Seven Benefits of Collaborative Divorce Versus Traditional Divorce

Written April 17th, 2012
Categories: Divorce, Divorce Collaborative Law, Uncategorized

People from Jupiter to Wellington are searching for other alternatives to a traditional divorce.  There are many reasons to use the collaborative divorce process if your spouse is willing and your family is a good fit for the process.  The following advantages describe some of the benefits of the collaborative divorce:

1. The process is generally less costly than litigation.  A collaborative divorce does not use competing experts and the parties are not wasting their financial assets by constantly litigating in court;

2. The process is generally less time-consuming.  The collaborative case can frequently be completed within four to six meetings versus six months to two years that a contested case may take to be resolved in Palm Beach County;

3. An atmosphere of cooperation reduces the psychological/emotional stress that accompanies traditional divorces.  The parties set out a contract which contains a set of governing rules as to how the spouses, attorneys, and other professionals and participants interact during a collaborative divorce.  This process minimizes the abrasive conduct that may be present in many traditional cases;

4. Each party has the assistance of an attorney.  In many divorces today, not all parties have the assistance of an attorney to guide them through the process;

5. Each party is a vital part of the settlement team.  Both spouses are treated as critical components of the team which focuses on settlement.  The spouses, the attorneys and the professionals are not adversaries.  All participants are seeking a resolution that meets the needs of the family;

6. The team can focus on settlement without the imminent threat of “going to court”.  The parties and their attorneys sign a participation agreement that states that the spouse and their lawyers will not take their divorce to court.  This contractual clause eliminates tactical bargaining based on threats of litigation; and

7. The spouses control the outcome.  Rather than a judge deciding a family’s parenting and financial futures, the parties themselves negotiate with the assistance of the other participants in the process a Marital Settlement Agreement.  The decision-making power stays with the husband and the wife.

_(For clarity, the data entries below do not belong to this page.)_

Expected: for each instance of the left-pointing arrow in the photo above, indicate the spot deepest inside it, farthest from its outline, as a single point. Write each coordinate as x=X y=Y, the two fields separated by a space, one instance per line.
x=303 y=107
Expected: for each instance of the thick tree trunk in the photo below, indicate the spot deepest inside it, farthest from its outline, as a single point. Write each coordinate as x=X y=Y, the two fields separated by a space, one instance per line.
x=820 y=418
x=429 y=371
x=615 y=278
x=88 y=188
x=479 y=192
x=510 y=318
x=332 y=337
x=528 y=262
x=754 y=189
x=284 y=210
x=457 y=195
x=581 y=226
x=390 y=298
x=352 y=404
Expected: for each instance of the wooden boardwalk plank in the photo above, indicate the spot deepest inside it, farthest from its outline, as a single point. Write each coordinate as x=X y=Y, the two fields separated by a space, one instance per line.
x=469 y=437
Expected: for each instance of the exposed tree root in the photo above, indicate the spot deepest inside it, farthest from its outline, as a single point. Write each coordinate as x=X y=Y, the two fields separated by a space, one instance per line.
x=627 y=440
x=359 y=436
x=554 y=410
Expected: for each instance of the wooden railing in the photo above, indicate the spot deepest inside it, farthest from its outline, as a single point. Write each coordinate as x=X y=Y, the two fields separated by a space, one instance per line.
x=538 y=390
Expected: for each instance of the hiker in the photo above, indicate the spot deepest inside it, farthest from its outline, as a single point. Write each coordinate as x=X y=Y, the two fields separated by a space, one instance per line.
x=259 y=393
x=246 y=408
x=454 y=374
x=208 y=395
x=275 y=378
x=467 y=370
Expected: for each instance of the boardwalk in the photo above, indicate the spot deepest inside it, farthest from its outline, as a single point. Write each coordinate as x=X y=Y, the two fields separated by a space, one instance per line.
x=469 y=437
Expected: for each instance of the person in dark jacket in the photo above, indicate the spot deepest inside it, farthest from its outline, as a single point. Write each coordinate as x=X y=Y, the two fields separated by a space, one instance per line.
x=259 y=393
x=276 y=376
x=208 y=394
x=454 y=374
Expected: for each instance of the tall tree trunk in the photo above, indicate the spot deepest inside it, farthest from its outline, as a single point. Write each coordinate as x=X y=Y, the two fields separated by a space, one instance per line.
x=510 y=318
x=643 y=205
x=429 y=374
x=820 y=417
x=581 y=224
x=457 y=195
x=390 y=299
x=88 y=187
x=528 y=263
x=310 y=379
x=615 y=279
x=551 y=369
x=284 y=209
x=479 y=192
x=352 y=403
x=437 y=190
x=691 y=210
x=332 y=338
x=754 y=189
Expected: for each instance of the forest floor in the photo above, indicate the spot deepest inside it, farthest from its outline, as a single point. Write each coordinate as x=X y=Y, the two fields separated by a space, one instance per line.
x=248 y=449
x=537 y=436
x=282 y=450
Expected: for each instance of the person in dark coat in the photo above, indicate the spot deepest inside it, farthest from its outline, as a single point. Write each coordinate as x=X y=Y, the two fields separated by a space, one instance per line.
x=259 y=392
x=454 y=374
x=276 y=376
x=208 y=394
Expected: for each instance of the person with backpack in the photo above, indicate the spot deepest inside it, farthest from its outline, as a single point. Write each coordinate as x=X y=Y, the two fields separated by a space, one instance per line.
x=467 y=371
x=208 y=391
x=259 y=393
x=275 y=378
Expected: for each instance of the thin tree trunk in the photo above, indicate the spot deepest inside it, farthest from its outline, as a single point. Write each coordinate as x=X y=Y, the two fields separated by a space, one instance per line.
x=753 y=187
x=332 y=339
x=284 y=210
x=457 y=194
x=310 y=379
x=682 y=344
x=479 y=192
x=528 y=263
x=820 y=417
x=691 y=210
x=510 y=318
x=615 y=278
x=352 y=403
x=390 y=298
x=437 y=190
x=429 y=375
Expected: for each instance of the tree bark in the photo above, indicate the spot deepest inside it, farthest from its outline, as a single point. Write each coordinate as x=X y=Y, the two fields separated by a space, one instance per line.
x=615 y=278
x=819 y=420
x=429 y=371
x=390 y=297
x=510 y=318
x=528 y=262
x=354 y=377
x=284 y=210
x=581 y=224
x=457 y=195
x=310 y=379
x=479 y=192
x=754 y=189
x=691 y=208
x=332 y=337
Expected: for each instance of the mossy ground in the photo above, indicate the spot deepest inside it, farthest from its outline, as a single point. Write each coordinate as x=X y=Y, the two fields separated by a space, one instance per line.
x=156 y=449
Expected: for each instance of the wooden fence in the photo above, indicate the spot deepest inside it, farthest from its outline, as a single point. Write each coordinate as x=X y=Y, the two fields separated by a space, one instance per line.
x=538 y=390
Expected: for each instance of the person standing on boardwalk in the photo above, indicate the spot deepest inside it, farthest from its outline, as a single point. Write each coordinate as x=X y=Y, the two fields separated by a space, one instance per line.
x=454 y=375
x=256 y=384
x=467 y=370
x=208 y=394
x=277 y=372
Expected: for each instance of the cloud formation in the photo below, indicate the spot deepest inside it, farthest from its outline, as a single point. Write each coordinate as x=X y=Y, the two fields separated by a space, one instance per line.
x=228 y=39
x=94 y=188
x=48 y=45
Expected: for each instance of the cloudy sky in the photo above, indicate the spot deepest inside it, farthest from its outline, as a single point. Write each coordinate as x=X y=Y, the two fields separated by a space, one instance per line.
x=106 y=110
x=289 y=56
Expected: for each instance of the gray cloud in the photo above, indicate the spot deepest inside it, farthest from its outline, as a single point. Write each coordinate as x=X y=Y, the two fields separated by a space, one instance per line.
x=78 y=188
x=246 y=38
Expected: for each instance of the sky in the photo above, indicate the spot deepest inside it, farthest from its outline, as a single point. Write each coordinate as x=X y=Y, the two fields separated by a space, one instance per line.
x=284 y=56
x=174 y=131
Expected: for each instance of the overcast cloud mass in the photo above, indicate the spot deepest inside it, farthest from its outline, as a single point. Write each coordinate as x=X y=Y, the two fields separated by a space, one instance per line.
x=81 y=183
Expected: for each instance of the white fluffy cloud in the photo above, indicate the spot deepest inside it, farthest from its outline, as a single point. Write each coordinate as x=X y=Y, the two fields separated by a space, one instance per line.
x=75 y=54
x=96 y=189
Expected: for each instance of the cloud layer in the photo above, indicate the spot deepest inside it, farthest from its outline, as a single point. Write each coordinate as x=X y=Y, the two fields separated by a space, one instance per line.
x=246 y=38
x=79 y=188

The collaborative process focuses on interest-based bargaining.  In a collaborative divorce case, the participants focus on the underlying concerns, needs, and interests of the parties.  The traditional litigation model usually involves position-based bargaining, where each side commits to a position early in the litigation and only thinks of their own position and attaining their own goals, and attaining their own wants and needs, regardless of the impact on their spouse or their children.  Whether you live in West Palm Beach or elsewhere in Palm Beach County, you should consider a collaborative resolution of your divorce or other legal dispute.